TTK’nın özelleştirilmesi hâlâ gündemde! Çözüm, işçilerin kararlı eylemleri!
Zonguldak maden işçisinin özelleştirmeye karşı 14 Temmuz günü yaptığı başlangıç niteliğindeki eylem, 15 Temmuz darbe girişimi ve ardından ilan edilen OHAL sebebiyle Türkiye kamuoyunda çok fazla gündeme yansıyamadı. Eylemler asıl etkisini, TTK’nın da (Türkiye Taşkömürü Kurumu) içinde yer aldığı 100’den fazla kamu kurumuna ait varlıkların özelleştirilmesinin önünü açan maddenin, mecliste görüşülen son torba kanundan çıkarılmasında gösterdi. Bu maddenin tasarıdan çıkarılması Zonguldak maden işçisinin sayesinde oldu; işçilerin özelleştirmeye karşı yükselen sesinin daha da büyümesinden korktukları için bu maddeyi geri çektiler.
Fakat tehlike bütünüyle ortadan kalkmış değil. Özelleştirme maddesinin şimdilik geri çekilmesi özelleştirmenin tekrar gündeme gelmeyeceği anlamına gelmez. Kaldı ki, Karadon işletmesini özelleştirmeye yönelik adımlar, çok daha önceden, 4046 sayılı Özelleştirme Uygulamaları Hakkında Kanun’a göre atıldı. Yürürlükte olan bu kanuna göre, hükümet açısından TTK’nın özelleştirilmesinin önünde bir engel görünmüyor. Süreci, Özelleştirme İdaresi Başkanlığı’nın Karadon için gönderdiği yazıyla başlatmışlardı ve tekrar buradan devam ettirebilirler. Hatta bu adımı TTK’nın diğer müesseseleri için de atabilirler. Daha da önemlisi hükümet bu OHAL döneminde oldubittiye getirerek bir kanun hükmünde kararnameyle de özelleştirmeyi yeniden gündeme getirebilir. Gündeme gelen bir diğer konu ise; Türkiye Varlık Fonu kapsamında kurulacak bir şirketle TTK dâhil devletin sahip olduğu tüm enerji kurumlarının tek çatı altında toplanacağı ve bunun da özel şirket mantığıyla çalıştırılacağı.

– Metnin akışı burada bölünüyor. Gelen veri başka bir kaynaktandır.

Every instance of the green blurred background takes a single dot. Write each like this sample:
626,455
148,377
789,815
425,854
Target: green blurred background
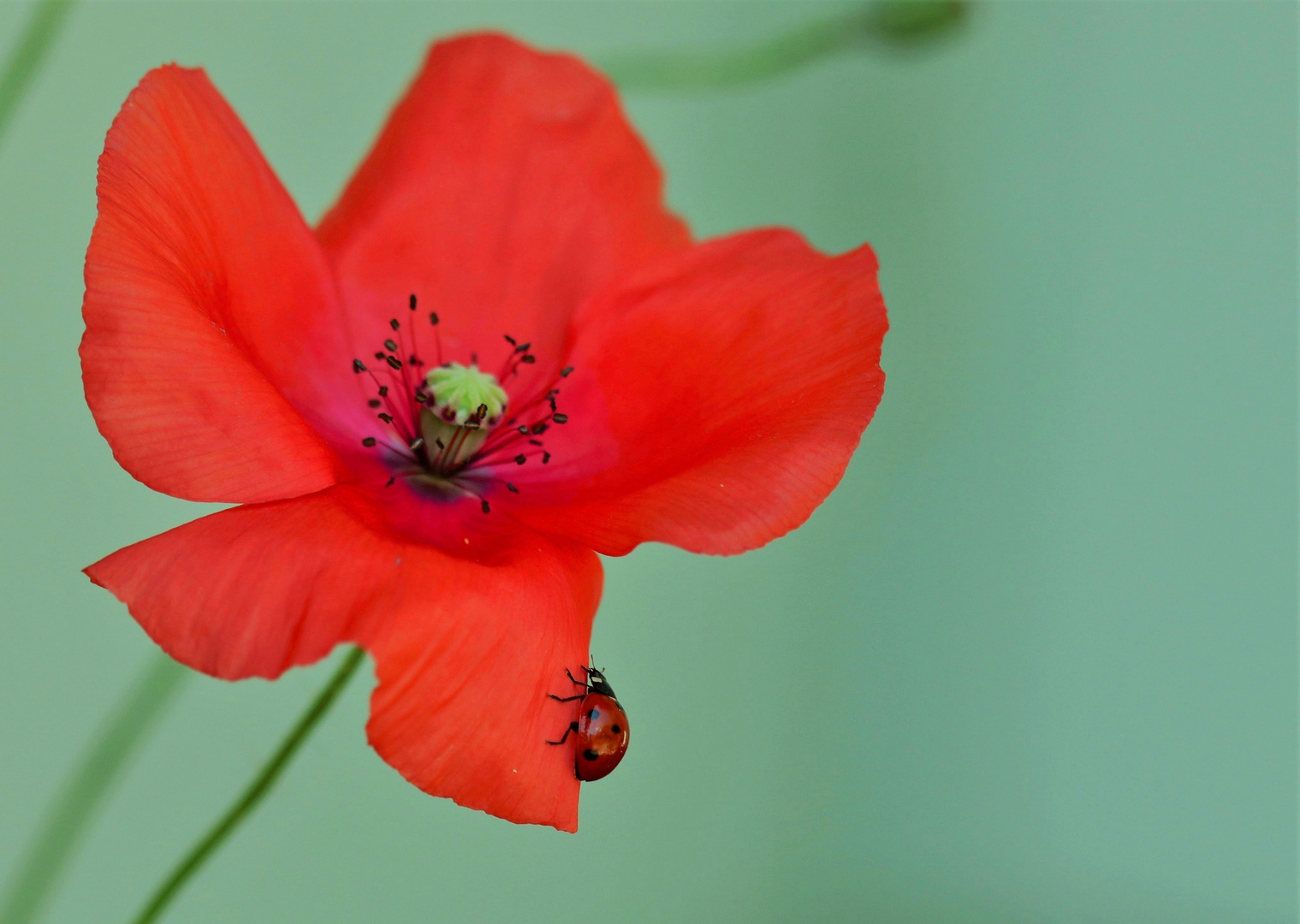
1035,659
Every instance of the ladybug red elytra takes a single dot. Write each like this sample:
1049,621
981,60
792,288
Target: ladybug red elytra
601,729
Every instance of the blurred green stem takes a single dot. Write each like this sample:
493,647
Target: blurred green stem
891,22
253,793
68,816
38,37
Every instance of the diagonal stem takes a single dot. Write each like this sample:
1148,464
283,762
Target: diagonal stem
67,819
253,793
47,19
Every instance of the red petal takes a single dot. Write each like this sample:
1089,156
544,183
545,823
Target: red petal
506,187
733,381
198,275
467,651
467,660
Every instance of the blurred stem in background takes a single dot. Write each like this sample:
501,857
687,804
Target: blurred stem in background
72,810
896,24
29,54
255,791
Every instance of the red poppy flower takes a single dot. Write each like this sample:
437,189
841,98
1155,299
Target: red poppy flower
389,400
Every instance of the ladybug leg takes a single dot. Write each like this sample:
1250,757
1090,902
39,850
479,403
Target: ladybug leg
565,737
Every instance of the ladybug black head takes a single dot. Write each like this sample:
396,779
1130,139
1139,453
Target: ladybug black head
598,684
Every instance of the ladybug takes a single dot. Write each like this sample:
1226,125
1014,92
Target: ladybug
601,728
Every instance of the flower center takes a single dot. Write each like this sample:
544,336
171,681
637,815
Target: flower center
466,405
440,429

Hükümet tekrar resmi bir belgeyle henüz harekete geçmemiş olsa da bütün bu ihtimaller aslında özelleştirmenin gündemden düşmediğini gösteriyor. Sendika yönetiminin Ankara’da yaptığı bürokratik görüşmelerin bir sonuç getirmediği ortadadır. Bu görüşmeler somut bir sonuç getirmediği gibi işçileri de atalete sürüklüyor. Sendika yönetimi bu noktada artık bürokratik görüşmeler yapmak yerine maden işçisini derhal eyleme hazırlamalıdır. Yönetim bunu yapmadığı takdirde, maden işçisi kendi taban örgütlenmesini vakit kaybetmeden kurmalı, bu örgütlenmeyi sağlamlaştırmalı ve sendika yönetimini de tabandan yapacağı baskıyla etkili eylemler yapmaya sürüklemelidir. TTK’nın özelleştirilmesini bir daha geri gelmemek üzere gündemden tamamen kaldıracak tek güç maden işçisinin kendisidir, örgütlü gücüdür, ortaya koyacağı kararlı eylemleridir.
Bu yazı Gerçek Gazetesi'nin Eylül 2016 tarihli 83. sayısında yayınlanmıştır.